How clever though. The phone number was the code. Jamie Usher was a fraudster, but he had absolutely no connection to Holly other than six random digits.
If I’d known when we met him that he was a fraudster, I would have asked him why someone was trying to hack into my Gardeners’ World account. Or maybe ask him to look up my password for me.
It was nice to see Donna yesterday. She was coy about where she was heading next, and I do understand why.
If she was dropping in on us, she was heading north.
And a long enough journey for Donna to say yes to cake, but a short enough journey for her to skip using the loo before she left.
So you’d guess London, wouldn’t you? And I can think of only one person she might want to question in London, and that’s Paul.
Of course somebody should question him, I’m not a fool.
I’ve investigated enough murders now to know who’s a suspect and who’s not a suspect.
But if he’s involved, why were Nick’s texts sent to him?
And why did he show them to us? Also, I trust Joanna’s judgement.
I may not like the paint colour in her new hallway (too dark – a hallway should be welcoming) and she is wrong about sushi, but she has her father’s head on her shoulders, and if she doesn’t suspect Paul, neither do I.

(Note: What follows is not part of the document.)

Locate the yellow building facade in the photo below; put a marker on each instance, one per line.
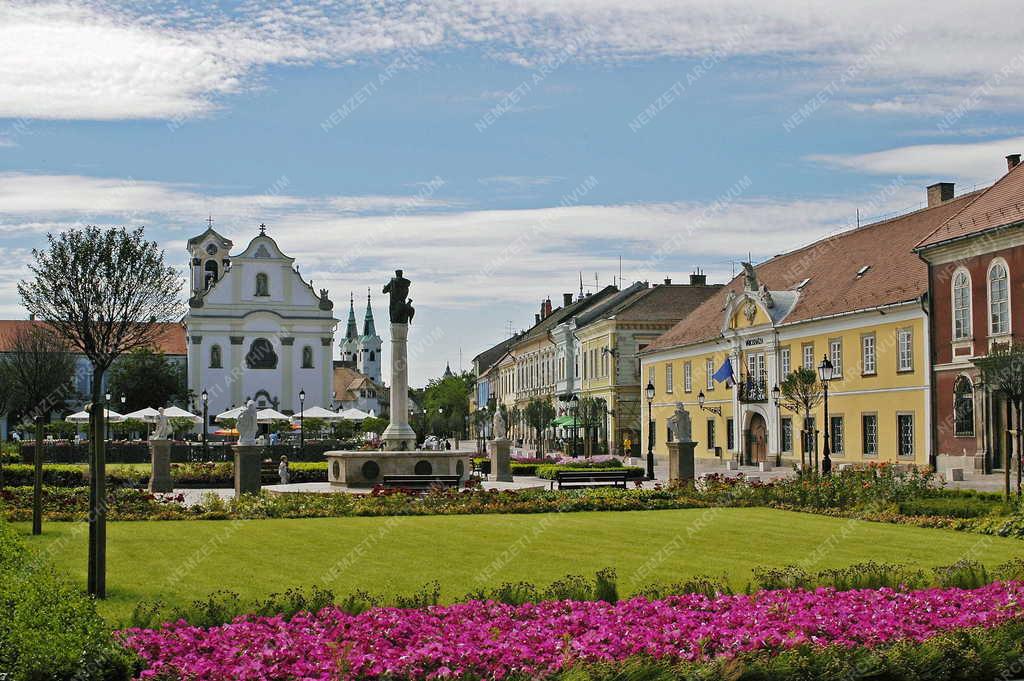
(878, 401)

I note as well that Donna is not investigating this case, and so someone else must have asked her to speak to Paul. My guess is Elizabeth. It’s not even a guess, I know it will have been Elizabeth.
This whole case is buzzing around me, and lots of other things seem to be too. I feel a bit useless. Perhaps the adrenaline from the wedding has finally left me?

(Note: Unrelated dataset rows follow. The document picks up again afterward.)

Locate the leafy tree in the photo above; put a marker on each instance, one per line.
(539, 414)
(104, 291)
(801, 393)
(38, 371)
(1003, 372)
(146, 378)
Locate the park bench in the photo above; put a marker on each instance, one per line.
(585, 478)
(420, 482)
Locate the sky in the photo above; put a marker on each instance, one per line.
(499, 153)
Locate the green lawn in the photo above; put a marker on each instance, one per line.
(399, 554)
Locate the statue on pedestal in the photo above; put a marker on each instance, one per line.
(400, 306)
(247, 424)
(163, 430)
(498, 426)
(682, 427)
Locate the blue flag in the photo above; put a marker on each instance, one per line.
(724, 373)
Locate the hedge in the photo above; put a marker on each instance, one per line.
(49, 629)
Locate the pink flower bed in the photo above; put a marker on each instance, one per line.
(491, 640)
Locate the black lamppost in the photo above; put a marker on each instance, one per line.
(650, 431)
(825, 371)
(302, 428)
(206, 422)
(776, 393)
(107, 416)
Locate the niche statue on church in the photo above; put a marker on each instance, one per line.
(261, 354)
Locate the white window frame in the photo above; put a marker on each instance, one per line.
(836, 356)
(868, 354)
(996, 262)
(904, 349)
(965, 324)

Alan is wagging his tail at me, but heaven knows why.
I haven’t contributed a single thing to the case.
Ibrahim has a house full of guests and no one is telling me why.
My best friend doesn’t trust me enough to tell me she’s questioning my son-in-law.
My brownies were too heavy. I forgot to tell Joanna I love her.
What use am I? I’m not going to discover Nick Silver’s code. Some women make history, and some women make tea. I will never be Elizabeth.
I might go online and order a nice tea set for Jasper. That is something useful and practical I can actually do.
Life isn’t all about solving murders, fun though it is. Sometimes you have to help people before they’re dead.
I will never be Elizabeth. But, then, she will never be me. Perhaps I have my own job to do.
Let Alan wag his tail, and let Ibrahim crack the code instead.